The Madisonville City Council on Monday approved an alternative financing method to allow the city to start several much-needed infrastructure improvement projects.
The council approved publication of its intent to issue $1.75 million in certificates of obligation on a 4-0 vote. Council member Dale Kovacs was absent.
The certificate of obligation will be used for repairs to Lift Station 8 on the east side of town, and to begin the city’s project to replace current water meters with automated water meters.
Ben Rosenberg of U.S. Capital Advisors, the company that will facilitate the sale of the bonds, said the bonds are backed by tax revenue, but the city does have the option to repay them with either taxes or water department revenue.
“We looked at different options of financing from water board loans to bank loans, and I think (the certificates are) a solid approach,” Rosenberg said.
The city will provide notice to residents of Madisonville on the bond in lieu of a vote, he said.
The approval process also allows the city to do work on the projects earlier, and be reimbursed by the proceeds from the bonds.
Rosenberg said his firm will help with the sale, and seek the best possible rates for the city.
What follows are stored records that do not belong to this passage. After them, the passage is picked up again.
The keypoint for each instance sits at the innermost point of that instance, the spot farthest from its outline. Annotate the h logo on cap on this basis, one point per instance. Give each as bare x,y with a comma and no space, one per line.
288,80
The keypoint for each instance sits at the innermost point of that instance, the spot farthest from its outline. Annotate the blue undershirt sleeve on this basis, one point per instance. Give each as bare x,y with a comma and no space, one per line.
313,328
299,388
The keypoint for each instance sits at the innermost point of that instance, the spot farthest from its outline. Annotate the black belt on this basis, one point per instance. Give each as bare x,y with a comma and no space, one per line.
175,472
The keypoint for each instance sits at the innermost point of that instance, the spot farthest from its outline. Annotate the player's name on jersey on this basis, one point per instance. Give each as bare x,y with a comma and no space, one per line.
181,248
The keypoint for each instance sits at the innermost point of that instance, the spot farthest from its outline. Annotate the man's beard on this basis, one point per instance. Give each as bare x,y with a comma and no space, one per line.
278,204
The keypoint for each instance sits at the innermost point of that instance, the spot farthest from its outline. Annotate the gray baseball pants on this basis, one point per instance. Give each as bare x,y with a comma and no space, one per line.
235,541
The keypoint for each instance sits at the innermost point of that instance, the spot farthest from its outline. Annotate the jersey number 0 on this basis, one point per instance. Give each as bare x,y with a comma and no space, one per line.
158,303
City Manager Camilla Viator told council members that Rosenberg is well-qualified to handle the sale.
Mayor Bill Parten said the issuance of COs is less expensive for the city, but Rosenberg said it was more middle-of-the-road in terms of cost, but was faster in the turnaround, as bonds issued through the Texas Water Board would take upwards of 6 months to turn around.
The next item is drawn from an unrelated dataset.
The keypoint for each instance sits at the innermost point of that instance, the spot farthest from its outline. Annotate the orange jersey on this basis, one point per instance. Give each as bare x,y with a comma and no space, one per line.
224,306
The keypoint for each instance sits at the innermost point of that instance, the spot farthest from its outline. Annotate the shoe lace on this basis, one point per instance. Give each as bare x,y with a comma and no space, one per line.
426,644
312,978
The city could conceivably see funds within 6-8 weeks.
Parten also said that this will let the city get started on projects quickly, as they were losing about 20 percent of revenue with the old water meters. The new meters will also allow the city to improve its billing and to monitor leaks and over usage.
“It helps us conserve water, but it also help us help our residents to not pay expensive water bills because of leaks,” Viator said.
The city also approved an agreement with the law firm of Germer PLLC, at a cost of about $30,000, for legal services in connection with the financing, and authorized city officials to negotiate a contract with PSI for installations of the new meters.
In a separate matter, the city approved an ordinance that would amend the zoning ordinance to add a pet grooming conditional use to its retail zone.